MimiDaisy11 · 29/01/2022 07:40

I remember the canteen at my school. No vegetables and everything fried. I hope it’s better now.

I worked at a school in Japan and it was so healthy. Every student gets the same meal. Wouldn’t work here with so many fussy eaters. They also got a little education on the food they were eating. The different food groups, vitamins etc.

megletthesecond · 29/01/2022 07:45

It's shit.

Timetabling issues mean my teens only get 30 mins for lunch. No where near enough time to eat and chat.
The school that was 1st on my preference list years ago was there because they give an hour for lunch.

GuyFawkesDay · 29/01/2022 07:48

There was minimum nutrition standards and rules for primary which I think are still in place for LA controlled ones. Academies can do what they like.

Secondaries had similar in the later noughties and then Gove removed them. So when I started teaching it was awful food. Then got loads better with the Jamie Oliver push and new rules. We had jacket potatoes with decent fillings, pasta and homemade sauces, a decent hot choice every day. Fresh fruit was always available and pupil premium kids got the "full meal" of roast or whatever hot meal, pud and fruit. Even the pizza was wholemeal and the topping sauce was made with roasted veg.

Now, with changes in political motivation, lack of funding etc.....back to chips, plasticky pizza etc and so expensive!

SomewhereOnlyIKnow · 29/01/2022 07:48

When I was at primary school the meals were made fresh every day.
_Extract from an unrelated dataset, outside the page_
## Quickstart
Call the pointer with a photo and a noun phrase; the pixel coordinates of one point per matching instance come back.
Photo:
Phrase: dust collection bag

You had a meal like minced beef in gravy, mash and veg, with a pudding like sponge and custard.
The potatoes were peeled and mashed, the vegetables were prepared and cooked, the gravy was not instant, it was made. The custard was made with milk and the sponge made and cooked. Nothing was heated up. But these days the schools don’t tend to have proper cooking facilities, or the staff to do it. It’s heat it up and Chuck it out.

Youngstreet · 29/01/2022 07:49

My sil runs a school kitchen at a secondary school.
The rules are very strict about what food can be served.
There are no bacon butties, iced fingers.
She is not allowed to use salt.
In fact if salt was found in her kitchen she would be sacked.
Like most chefs Jamie Oliver puts salt in lots of food.
The company that own the kitchen expect sil to make 60% profit a week!
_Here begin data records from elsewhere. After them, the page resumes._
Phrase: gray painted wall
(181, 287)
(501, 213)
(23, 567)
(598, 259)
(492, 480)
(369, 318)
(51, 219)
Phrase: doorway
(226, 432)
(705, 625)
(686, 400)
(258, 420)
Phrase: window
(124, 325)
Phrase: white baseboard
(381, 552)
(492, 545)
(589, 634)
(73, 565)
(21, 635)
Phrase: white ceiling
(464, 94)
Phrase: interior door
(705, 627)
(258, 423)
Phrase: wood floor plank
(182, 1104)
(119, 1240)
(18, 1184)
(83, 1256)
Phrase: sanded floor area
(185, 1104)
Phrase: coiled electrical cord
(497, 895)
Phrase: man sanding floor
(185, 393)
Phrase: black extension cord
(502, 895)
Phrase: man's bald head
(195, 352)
The only time pupils buy the salads is in January when all the girls are on diets.
She can’t do anything about the cafe opposite that sells all the junk the children crave.

Youngstreet · 29/01/2022 07:54

French school meals reflect what goes on at home.
Family meals, fresh produce.

British schools have an uphill struggle as many parents have a houseful of junk food and mealtimes are not as defined. The pupils are being given strange food and won’t eat it.

QforCucumber · 29/01/2022 07:56

@whattodo2019 ds primary menu is about the same as that too. Fish and chips every Friday, the chicken curry is that mayflower powder stuff made with water.

They too don’t have a kitchen on site, all food is made at the senior school next door and brought over - they need to feed the masses for a tiny cost.

jesusmaryjosephandtheweedonkey · 29/01/2022 07:56

I was a cook at a secondary school and in all honesty the children just won't pick the healthy option.